Long-term care insurance was sold aggressively in the 1980s, 90s and thereafter to offset the costs of seniors needing to live in a nursing home, assisted living or needing at home health care. Now, however, there are less than twenty insurers who sell long-term care products, and for most seniors, it is unaffordable. It is not uncommon for a policyholder to face a fifty percent increase in their premium while some of the worst cases are upwards of ninety percent. This leaves our aging population with two choices: Pay the money or leave your coverage after paying into it for years, and sometimes decades.
But other choices are available. CNBC has recently reported about this very issue and suggests getting financially creative for long-term care. (https://www.cnbc.com/2018/02/27/heres-a-surprise-source-you-can-tap-for-long-term-care-services.html) There is a surprising source that you can tap in order to maintain protection for yourself but it requires planning, professional help and time.

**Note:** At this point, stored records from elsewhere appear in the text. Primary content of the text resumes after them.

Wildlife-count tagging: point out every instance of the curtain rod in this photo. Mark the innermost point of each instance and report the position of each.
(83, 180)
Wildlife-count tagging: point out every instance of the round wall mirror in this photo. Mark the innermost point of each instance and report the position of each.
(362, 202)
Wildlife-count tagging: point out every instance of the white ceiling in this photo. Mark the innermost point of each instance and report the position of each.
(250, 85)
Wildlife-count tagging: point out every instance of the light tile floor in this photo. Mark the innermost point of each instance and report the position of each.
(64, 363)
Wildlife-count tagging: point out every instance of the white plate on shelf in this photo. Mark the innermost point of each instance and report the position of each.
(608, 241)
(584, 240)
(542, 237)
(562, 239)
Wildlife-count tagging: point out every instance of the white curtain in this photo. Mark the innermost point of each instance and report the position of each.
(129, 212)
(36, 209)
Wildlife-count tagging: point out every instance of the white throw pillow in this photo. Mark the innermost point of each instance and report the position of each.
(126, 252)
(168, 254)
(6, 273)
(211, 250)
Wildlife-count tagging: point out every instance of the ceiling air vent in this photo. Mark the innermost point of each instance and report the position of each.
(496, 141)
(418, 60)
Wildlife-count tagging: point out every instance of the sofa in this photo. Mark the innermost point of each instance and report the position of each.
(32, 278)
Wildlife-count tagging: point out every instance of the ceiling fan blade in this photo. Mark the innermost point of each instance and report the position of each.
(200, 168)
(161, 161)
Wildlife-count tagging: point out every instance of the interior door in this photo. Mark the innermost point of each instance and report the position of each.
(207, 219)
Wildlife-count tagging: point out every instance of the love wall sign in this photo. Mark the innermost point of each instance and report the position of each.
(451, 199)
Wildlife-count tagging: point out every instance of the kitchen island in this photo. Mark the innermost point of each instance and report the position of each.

The strategy is simple: become asset poor, and qualify for Medicaid which pays for nursing home care and services. This does not mean abandoning the financial legacy you have planned for your family. However, it does require some careful planning. To pull it off, you'll need to retain the services of an attorney with a solid understanding of the options that are available to you. Your attorney may, in turn, also need to bring in an accountant and a financial advisor.
In an ideal situation, you will be able to wait five years before needing long-term care and the help of Medicaid. If there are assets transferred during the “five-year lookback” it may be subject to penalties or make the applicant ineligible for some period of time requiring them to pay out of pocket.
If you are healthy, your greatest advantage right now is that you have time on your side. However, before you begin transferring assets into different financial vehicles, it's important to understand the effect that those transfers can have on your family. The vehicle chosen for transfer of assets is very important not only for the older individual but the recipient as well. In the case of an outright gift of appreciated assets (i.e. stocks or real property), there would be no stepped up cost basis which could lead to crushing capital gains taxes when it is time to sell.
Though you may never have thought you would find yourself creatively trying to qualify for Medicaid while protecting assets, the current long-term care premium prices preclude a large portion of seniors from being able to pay the cost of the policy. Genworth Financial reports the national median cost of a private nursing home room to be $97,455 a year. It doesn’t take long to be wiped out at that cost without long-term care. Medicaid may be your solution and time is of the essence for planning.